Chegaram, certa manhã, às margens de um grande rio barrento e impetuoso. Era preciso transpor a corrente ameaçadora. Ao saltar, porém, de uma pedra, Mussa foi infeliz e caiu no torvelinho espumejante das águas em revolta. Teria ali perecido, arrastado para o abismo, não fosse Nagib. Este, sem a menor hesitação, atirou-se à correnteza e livrou da morte o seu

companheiro de jornada.



Que fez Mussa?



Ordenou que o mais hábil de seus servos gravasse na face lisa de uma grande pedra, que ali se erguia, esta legenda admirável:



Viandante:

Neste lugar, com risco da própria vida,

Nagib salvou, heroicamente, seu amigo Mussa.



Feito isso, prosseguiram, com suas caravanas.



Cinco meses depois, em viagem de regresso, encontraram-se os dois amigos naquele mesmo local perigoso e trágico. E, como estivessem fatigados, resolveram repousar à sombra acolhedora do lajedo que ostentava a honrosa inscrição. Sentados, pois, na areia clara, puseram-se a conversar. Eis que, por motivo banal, surge, de repente, grave desavença entre os

dois companheiros.



Discordaram. Discutiram. Nagib, exaltado, num ímpeto de cólera, esbofeteou brutalmente o amigo.



Que fez Mussa?



Que farias tu, em seu lugar?



Mussa não revidou a ofensa. Ergueu-se e, tomando tranqüilo o seu bastão, escreveu na areia, ao pé do negro rochedo:



Viandante:

Neste lugar, por motivo fútil,

Nagib injuriou, gravemente, seu amigo Mussa.







Surpreendido com o estranho procedimento, um dos ajudantes de Mussa observou respeitoso:



-Senhor! Da primeira vez, para exaltar a abnegação de Nagib, mandastes gravar, para sempre, na pedra o feito heróico. E agora, que ele acaba de ofender-vos tão gravemente, vós vos limitais a escrever na areia incerta o ato de covardia! A primeira legenda, ó meu mestre, ficará para sempre.

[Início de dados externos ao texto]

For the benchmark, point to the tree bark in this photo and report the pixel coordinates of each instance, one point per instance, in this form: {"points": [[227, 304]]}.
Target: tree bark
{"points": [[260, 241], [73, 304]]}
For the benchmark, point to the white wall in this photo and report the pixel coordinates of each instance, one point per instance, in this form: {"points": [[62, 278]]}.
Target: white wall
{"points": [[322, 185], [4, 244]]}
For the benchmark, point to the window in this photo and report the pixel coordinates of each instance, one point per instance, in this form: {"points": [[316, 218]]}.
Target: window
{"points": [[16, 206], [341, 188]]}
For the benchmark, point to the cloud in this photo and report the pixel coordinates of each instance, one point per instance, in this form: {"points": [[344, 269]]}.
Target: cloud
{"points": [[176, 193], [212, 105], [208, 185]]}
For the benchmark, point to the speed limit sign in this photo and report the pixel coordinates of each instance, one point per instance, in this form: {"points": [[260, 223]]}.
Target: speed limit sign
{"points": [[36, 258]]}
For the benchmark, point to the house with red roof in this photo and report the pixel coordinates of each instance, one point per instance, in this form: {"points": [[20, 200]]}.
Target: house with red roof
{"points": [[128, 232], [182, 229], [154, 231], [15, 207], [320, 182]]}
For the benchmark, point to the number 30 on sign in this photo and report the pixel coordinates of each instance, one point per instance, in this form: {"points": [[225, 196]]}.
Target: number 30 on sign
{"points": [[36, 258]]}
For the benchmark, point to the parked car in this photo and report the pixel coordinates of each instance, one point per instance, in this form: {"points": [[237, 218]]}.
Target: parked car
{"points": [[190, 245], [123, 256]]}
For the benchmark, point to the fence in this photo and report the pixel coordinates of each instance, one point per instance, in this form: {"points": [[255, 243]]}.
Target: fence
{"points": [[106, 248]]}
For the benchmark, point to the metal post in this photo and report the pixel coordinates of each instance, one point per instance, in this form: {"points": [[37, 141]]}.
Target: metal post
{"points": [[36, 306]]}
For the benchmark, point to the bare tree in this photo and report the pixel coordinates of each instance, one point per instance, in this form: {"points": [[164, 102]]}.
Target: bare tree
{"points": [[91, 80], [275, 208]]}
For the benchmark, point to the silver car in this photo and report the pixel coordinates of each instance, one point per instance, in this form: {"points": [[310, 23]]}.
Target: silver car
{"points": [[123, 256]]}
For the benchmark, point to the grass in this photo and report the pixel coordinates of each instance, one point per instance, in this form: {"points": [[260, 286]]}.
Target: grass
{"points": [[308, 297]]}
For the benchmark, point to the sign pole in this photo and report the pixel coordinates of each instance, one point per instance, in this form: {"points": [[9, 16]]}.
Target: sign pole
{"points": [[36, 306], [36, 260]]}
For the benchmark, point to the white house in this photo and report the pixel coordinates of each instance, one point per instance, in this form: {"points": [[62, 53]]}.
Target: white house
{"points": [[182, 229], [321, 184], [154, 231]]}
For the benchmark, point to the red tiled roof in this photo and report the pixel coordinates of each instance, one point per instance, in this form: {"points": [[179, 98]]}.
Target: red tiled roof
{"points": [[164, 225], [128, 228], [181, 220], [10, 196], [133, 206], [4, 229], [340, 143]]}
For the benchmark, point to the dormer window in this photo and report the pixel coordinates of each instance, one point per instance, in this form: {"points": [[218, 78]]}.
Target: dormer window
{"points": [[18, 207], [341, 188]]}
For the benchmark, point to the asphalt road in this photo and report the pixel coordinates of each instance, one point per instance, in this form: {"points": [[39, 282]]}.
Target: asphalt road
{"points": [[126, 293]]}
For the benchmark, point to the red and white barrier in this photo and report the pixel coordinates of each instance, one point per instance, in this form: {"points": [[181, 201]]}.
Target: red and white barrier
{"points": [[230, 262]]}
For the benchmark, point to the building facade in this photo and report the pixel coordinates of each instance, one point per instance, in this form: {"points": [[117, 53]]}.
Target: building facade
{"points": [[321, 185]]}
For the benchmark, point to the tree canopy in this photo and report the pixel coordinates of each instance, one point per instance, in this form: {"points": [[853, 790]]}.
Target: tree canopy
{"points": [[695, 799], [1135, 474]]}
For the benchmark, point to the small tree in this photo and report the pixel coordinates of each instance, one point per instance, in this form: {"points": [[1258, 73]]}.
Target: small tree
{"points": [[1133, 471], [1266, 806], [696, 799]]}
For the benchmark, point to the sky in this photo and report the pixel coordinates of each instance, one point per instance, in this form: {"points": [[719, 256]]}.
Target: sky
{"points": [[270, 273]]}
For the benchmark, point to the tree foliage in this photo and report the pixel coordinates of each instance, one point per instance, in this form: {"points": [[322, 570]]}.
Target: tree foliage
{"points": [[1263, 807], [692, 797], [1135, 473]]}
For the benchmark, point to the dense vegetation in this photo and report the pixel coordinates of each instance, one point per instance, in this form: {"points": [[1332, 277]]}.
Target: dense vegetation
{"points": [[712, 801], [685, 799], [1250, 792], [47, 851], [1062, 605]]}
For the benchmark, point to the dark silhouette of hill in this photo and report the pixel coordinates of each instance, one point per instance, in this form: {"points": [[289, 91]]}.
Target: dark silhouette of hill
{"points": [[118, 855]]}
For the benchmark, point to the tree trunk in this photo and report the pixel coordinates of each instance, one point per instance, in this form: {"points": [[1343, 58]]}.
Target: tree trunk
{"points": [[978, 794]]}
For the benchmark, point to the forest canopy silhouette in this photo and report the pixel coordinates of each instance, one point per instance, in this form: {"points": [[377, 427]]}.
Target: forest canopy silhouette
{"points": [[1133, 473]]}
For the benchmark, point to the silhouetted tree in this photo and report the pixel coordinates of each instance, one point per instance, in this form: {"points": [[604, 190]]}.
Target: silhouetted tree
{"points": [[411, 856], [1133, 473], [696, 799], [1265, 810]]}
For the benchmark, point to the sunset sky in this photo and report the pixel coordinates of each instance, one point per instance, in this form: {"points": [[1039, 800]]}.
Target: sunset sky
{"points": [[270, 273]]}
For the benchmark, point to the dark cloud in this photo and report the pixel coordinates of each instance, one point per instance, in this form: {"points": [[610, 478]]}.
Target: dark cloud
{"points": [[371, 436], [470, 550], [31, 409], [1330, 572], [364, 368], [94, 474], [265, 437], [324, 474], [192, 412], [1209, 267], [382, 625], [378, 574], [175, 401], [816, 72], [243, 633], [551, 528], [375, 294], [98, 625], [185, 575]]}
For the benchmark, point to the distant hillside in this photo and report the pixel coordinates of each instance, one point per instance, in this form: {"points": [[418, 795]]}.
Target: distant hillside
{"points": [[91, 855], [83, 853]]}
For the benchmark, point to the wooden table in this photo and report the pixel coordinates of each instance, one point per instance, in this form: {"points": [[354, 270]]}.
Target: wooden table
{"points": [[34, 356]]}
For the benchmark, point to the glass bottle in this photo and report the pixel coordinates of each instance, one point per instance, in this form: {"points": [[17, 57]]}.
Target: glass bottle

Todos os que transitarem por este sítio dela terão notícia. Esta outra, porém, riscada no tapete de areia, antes do cair da tarde terá desaparecido como um traço de espuma entre as ondas buliçosas do mar.



-A razão é simples - respondeu Mussa. O benefício que recebi de Nagib permanecerá, para sempre em meu coração. Mas a injúria... essa negra injúria... escrevo-a na areia, como um voto, para que, se depressa daqui se apagar e desaparecer, mais depressa ainda desapareça e se apague de minha lembrança!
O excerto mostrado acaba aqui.